Вместе с Михайлой бойцов оказывается четыре пары. Лучше бы, конечно, стенка на стенку, гуртом-то веселее, поболе куража. Ну, да ништо. Мы и поодинке стоим на поединке!
Лопари скидывают малицы, оставшись в меховых безрукавках. Кожа у них белая, только от запястий руки черные. А сами они без малиц щуплые, хотя и жилистые.
Михайла бросает взгляд на женщин. Они собрались возле нарт, на которых свадебной царицей восседает юная дева, и расплетают невесте косицы. Коротко перекрестившись, Михайла скидывает тятину рубаху. Свои-то отнялись, а новой у ведьмы-мачехи не выпросишь. Вот и спер с повети, когда уходил на Выг.
Соперники сумрачно, а иные опасливо оглядывают Михайлу. По летам все его старше, один не иначе годов на десять. Но ростом и статью он всех опередил. Грудь широкая, плечи налитые, отовсюду катыши мышц выпирают. Вон какой взгляд метнула на него юная Лумь. То непроницаема была, глядя на солнечный диск, что наполу канул в воду, а тут вдруг зыркнула черными глазенками, руку от шеи оторвала – едва окутку свою не обронила.

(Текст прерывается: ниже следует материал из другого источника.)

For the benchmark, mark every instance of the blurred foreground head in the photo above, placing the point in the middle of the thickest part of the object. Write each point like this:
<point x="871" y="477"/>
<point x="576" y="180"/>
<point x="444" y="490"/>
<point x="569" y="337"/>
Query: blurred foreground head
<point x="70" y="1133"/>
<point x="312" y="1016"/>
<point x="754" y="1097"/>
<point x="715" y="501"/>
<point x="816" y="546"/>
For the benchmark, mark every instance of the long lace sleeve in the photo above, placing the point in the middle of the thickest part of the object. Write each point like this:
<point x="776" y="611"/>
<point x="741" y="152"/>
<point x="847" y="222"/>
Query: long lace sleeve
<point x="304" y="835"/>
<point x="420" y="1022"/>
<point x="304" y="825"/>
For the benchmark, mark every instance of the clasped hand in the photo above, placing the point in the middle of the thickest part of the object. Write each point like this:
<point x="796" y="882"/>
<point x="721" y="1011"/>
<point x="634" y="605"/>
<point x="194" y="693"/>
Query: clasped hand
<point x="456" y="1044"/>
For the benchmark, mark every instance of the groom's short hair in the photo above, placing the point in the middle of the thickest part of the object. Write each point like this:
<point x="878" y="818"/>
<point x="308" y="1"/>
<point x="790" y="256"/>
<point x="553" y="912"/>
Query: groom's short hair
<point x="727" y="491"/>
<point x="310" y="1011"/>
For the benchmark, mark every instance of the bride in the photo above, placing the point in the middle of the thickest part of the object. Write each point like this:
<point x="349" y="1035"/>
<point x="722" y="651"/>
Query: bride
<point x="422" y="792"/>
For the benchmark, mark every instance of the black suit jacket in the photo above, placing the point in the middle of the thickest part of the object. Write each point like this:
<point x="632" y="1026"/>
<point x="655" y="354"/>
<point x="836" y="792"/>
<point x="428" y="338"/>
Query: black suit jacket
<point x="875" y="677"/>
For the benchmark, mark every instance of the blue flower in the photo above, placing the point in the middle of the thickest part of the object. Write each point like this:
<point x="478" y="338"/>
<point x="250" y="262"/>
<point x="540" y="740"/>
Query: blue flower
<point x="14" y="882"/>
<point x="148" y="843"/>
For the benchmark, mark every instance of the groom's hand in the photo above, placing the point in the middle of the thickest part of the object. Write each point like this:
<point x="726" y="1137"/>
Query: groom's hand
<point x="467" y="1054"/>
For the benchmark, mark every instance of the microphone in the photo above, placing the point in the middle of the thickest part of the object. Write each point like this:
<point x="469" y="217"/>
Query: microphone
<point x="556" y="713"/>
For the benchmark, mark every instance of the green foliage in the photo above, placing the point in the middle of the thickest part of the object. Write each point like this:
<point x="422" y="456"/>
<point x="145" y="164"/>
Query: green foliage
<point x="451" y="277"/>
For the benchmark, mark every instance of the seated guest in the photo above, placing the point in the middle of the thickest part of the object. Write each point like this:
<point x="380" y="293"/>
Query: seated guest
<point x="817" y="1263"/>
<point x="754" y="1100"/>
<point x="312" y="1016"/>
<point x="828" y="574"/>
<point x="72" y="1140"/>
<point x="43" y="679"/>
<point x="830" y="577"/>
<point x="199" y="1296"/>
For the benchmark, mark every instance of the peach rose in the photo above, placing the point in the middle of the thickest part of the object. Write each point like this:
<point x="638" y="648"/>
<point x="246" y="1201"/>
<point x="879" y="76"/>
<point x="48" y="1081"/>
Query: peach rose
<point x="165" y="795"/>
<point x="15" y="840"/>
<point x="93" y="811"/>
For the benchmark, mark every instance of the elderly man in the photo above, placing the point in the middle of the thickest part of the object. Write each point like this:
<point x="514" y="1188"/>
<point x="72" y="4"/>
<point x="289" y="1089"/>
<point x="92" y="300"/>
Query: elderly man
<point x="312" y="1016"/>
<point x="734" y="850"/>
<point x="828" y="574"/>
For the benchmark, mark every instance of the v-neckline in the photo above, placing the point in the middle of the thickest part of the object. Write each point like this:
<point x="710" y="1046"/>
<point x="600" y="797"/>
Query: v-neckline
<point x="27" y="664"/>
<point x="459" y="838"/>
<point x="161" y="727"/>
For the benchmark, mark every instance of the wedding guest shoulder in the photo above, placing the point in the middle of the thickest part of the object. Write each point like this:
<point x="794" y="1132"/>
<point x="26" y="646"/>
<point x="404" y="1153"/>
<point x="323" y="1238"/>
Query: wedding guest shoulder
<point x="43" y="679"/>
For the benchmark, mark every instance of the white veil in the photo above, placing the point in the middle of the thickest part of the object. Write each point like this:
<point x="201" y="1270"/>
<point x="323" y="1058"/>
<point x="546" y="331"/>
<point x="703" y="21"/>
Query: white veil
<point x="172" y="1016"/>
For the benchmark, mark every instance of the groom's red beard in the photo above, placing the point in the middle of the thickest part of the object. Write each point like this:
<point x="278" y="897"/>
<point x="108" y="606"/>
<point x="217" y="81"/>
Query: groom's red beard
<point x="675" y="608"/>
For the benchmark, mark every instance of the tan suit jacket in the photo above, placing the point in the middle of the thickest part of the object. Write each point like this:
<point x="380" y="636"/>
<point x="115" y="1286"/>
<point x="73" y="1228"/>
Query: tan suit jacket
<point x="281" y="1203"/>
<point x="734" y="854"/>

Хырс подает знак. Соперники сближаются. Противника надо подмять под себя – таково условие. Ни кусаться, ни царапаться нельзя, – показывает жестами вожак. Предупреждение явно предназначается гостю. Михайла на это укоризненно хмурится – дескать, обижаешь, хозяин!
Схватки пар идут одновременно. Первого соперника Михайла одолевает играючи. Он отрывает лопаря от земли, осторожно, точно дитятю, переворачивает и аккуратно кладет на землю. Тот, едва не плача, торопливо уходит за ближние кусты.
Пока остальные бойцы меряются силами, пока они пыхтят, сопят да кряхтят, Михайла, сидя на нартах, следит за их повадками. Саамы ловки, увертливы, однако сил у них, похоже, немного. Заарканить рогача да завалить важенку – вот их предел. А он, Михайла, было дело, быка-двухлетка валил наземь. Нет, заключает Михайла, тут, пожалуй, нет ему равных, и все свое внимание переводит на юную деву, что восседает по другую сторону костра. Ярое пламя, пыхая, высвечивает ее черты. Маленький нос, яркие спелые губы, черные глаза. Взгляд девы устремлен на истаивающую кромку солнца, но ее глаза, ровно угольки костра, нет-нет да постреливают весело и на Михайлу.
Голова Михайлы слегка кружится. Непонятно только от чего – от сытной ли еды, от какого-то опойного зелья или от этих манящих глаз.
Поединки заканчиваются. После короткой передышки соперники встают в новые пары. Михайла в отличие от других свеж и спокоен, сил он почти не потратил, к тому же и отдыхал долее всех. Очередной его соперник ниже ростом, однако костистый и гибкий, что тебе рысь. Михайла пробует его ухватить, а тот не дается. Михайла его – правой рукой, а тот ускользает, Михайла – левой, опять уворачивается.
– Ништо, – сопит Михайла и грабастает лопаря обеими ручищами. Тот пыхтит, упирается в Михайлову грудь, пытаясь высвободиться, аж хребет потрескивает от натуги. Тщетно. Из таких железных обручей уже не вырваться. Михайла, бывало, давал укорот двухпудовой семге, тюленя-лысуна брал голыми руками, не то что… Сломив волю соперника, Михайла поднимает его на уровень груди и бережно, насколько возможно, бросает оземь. Трава рослая, густая, но лопарь от удара екает. Неужто зашиб? – спохватывается Михайла. Он тревожно клонится к поверженному сопернику, берет малого за руку и отрывает от земли. Тот тяжело поднимается и, ровно пьяный, качает головой.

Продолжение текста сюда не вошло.